Fig 1. Absolute Disparities in non-Hispanic White Compared to Hispanic Vaccination Rates, July 2021-January 2022

Fig 2. Relative Disparities in non-Hispanic White Compared to Hispanic Vaccination Rates, July 2021-January 2022

Figure 1 shows absolute disparities over time by city and region, and Figure 2 shows relative disparities. In July, rates of vaccination among Hispanics were lower than among non-Hispanic Whites in all cities with available data, except for San Francisco. Across both relative and absolute measures, disparities generally declined over time in most cities, with the exception of Los Angeles and San Antonio where they barely changed (shrunk by 1.8% in Los Angeles and by 1.4% in San Antonio). In Los Angeles, vaccination rates in both Hispanics and Non-Hispanic Whites increased at similar rates, so that while vaccination rates increased by nearly 20 percentage points in both groups from July to the end of January, disparities did not substantially shift over time. The same pattern emerged in San Antonio, though vaccination rates among Hispanics and non-Hispanic Whites only increased by 11 percentage points there from July to the end of January.

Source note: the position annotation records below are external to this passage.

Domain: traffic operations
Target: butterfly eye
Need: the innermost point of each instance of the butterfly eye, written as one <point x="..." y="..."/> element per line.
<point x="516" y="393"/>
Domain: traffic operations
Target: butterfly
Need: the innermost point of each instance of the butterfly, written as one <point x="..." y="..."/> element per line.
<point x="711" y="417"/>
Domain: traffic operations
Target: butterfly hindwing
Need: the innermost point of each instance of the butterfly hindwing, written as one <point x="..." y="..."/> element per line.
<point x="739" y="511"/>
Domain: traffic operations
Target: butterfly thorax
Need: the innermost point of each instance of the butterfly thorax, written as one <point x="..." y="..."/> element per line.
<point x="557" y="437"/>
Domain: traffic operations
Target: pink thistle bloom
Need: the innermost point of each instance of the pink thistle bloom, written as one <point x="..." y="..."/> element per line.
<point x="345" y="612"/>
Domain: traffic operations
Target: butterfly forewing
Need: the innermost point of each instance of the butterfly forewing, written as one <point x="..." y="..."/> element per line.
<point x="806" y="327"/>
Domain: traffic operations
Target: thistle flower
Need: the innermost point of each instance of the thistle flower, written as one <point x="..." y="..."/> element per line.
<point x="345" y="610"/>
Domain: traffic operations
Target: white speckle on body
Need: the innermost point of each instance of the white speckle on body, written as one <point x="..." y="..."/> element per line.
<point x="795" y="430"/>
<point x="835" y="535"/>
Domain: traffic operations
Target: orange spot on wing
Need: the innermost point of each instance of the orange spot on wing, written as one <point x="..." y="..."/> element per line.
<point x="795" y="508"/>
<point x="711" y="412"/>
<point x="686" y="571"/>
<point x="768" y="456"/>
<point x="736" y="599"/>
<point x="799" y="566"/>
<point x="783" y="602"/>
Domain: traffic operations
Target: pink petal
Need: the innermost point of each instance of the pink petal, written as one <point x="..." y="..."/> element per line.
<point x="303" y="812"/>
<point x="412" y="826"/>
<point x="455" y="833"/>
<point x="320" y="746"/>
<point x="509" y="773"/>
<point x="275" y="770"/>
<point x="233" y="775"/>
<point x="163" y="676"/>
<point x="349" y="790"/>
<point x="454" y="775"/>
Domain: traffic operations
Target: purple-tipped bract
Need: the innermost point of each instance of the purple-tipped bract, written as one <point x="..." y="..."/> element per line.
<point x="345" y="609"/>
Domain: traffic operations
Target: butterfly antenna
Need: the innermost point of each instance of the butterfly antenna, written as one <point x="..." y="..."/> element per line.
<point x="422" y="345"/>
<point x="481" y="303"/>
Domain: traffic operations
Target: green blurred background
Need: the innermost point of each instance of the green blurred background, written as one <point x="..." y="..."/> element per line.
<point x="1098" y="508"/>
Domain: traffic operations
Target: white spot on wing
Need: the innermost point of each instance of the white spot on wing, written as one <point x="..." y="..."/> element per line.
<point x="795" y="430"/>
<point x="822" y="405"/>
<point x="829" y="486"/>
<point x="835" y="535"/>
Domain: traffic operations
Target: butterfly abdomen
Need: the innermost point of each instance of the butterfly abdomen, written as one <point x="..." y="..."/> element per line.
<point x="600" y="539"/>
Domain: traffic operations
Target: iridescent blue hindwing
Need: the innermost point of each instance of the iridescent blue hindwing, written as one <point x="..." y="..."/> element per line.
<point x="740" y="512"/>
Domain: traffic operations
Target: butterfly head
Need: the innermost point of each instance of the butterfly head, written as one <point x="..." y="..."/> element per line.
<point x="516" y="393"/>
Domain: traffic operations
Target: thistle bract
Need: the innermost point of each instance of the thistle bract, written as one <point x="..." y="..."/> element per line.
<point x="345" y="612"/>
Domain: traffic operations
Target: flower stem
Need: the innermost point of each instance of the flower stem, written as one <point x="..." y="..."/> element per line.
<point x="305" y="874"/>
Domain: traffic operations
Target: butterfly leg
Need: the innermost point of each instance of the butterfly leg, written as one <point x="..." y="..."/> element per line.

By January 2022, disparities were inverted (higher coverage among Hispanics) in five of the 14 cities (San Diego, San Francisco, Houston, New York City, and Detroit), and were almost non-existent in Dallas and Fort Worth, as shown in Figure 3. The largest change in absolute disparities occurred in Fort Worth, Texas, going from a 16.7 percentage point disparity to only a 1.1 percentage point disparity. Notably, the decrease in vaccination disparities in Fort Worth was due to a 78% increase in vaccination rates among Hispanics, and only a 10.4% increase in vaccination rates among non-Hispanic Whites

Fig 3. Vaccination rates in San Antonio and Fort Worth by race-ethnicity

We do not explore reasons for changes in disparities here but refer readers to our forthcoming article on disparities among Hispanics in COVID-19 outcomes (forthcoming in the American Journal of Public Health) and also to our forthcoming article on disparities in vaccination coverage by neighborhood social vulnerability (forthcoming in the American Journal of Epidemiology). We will link these two articles here once they are published.